An INLG 2025 tutorial by Nikolai Ilinykh (University of Gothenburg, Sweden), Simon Dobnik (University of Gothenburg, Sweden), Simeon Junker (University of Bielefeld, Germany) and Sina Zarrieß (University of Bielefeld, Germany).
Slides:
• Part 1: What is to ``refer''?
• Part 2: Manifestation of reference in tasks and contexts
• Part 3: Evaluation of reference
• Hands-on session: Code
Target audience The tutorial assumes basic knowledge of NLP and linguistics. It is meant for anyone investigating text generation in multimodal settings -- including the questions of unwanted (e.g., social) bias. The tutorial is aimed at researchers and practitioners who want to study reference in multimodal, task-oriented settings rather than in text-only NLP. Colleagues working on referring expression generation as well as those focused on model evaluation and interpretability, are likely to find it particularly useful. We target researchers at different levels of expertise. Newcomers will discover the spectrum of vision-language tasks where reference matters; intermediate researchers will learn about metrics and probes for tracking model-produced reference; advanced NLG experts will learn how state-of-the-art multi-modal LLMs can be interpreted for referring.
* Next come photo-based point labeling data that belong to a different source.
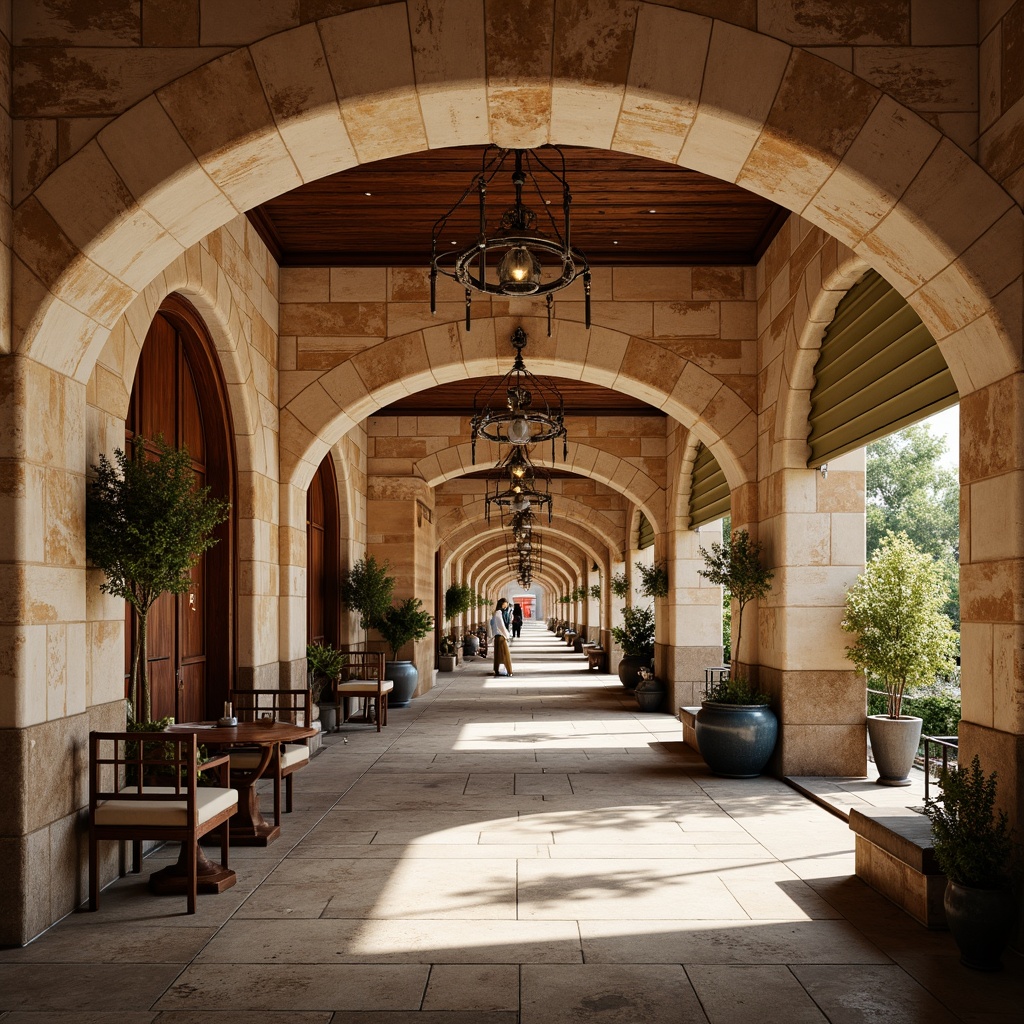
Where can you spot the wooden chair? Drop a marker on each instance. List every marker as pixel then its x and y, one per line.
pixel 363 677
pixel 282 706
pixel 142 785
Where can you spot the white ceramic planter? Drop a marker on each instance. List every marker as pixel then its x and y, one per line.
pixel 894 744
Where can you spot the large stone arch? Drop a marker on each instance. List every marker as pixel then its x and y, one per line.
pixel 260 120
pixel 616 473
pixel 583 525
pixel 204 284
pixel 330 406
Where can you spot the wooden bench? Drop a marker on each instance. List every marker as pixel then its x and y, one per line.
pixel 893 854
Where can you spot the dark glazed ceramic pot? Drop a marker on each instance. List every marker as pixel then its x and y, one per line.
pixel 736 740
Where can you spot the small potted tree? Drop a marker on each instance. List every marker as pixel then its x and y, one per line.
pixel 974 846
pixel 402 624
pixel 636 638
pixel 736 729
pixel 324 665
pixel 146 523
pixel 903 640
pixel 367 589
Tutorial overview Referring to "things" is fundamental in human language. Automatic models of human language have been long studied to capture this crucial ability. With an increasing number of benchmarks, models, and especially evaluation metrics for studying of reference in contexts which are not text-only, it becomes challenging to systematise and crystallise the progress made in this area. This tutorial aims to fill this gap by providing a comprehensive overview of the state-of-the-art in multi-modal reference. Our goal is provide a single toolkit for studying and evaluating how vision-and-language models deal with reference in language.
The toolkit consists of a set of resources designed to generalise the research on reference in multimodal contexts. These resources include datasets, evaluation metrics, and analysis tools that can be applied across different tasks and models. We will specifically focus on the role of the task and visual information in modelling reference. This tutorial is thus timely as it unifies the latest methods, mapping the key visual and task factors important for modelling referring, and packaging them into a ready-to-use resource.
While the tutorial introduces a technical toolkit, we will guide you through the code examples, so no need to worry. Our focus is to ensure that all participants have an idea of how they can use the code for their own research. We will use Python and Google Colab and if you are new to programming, we will guide you every step of the way.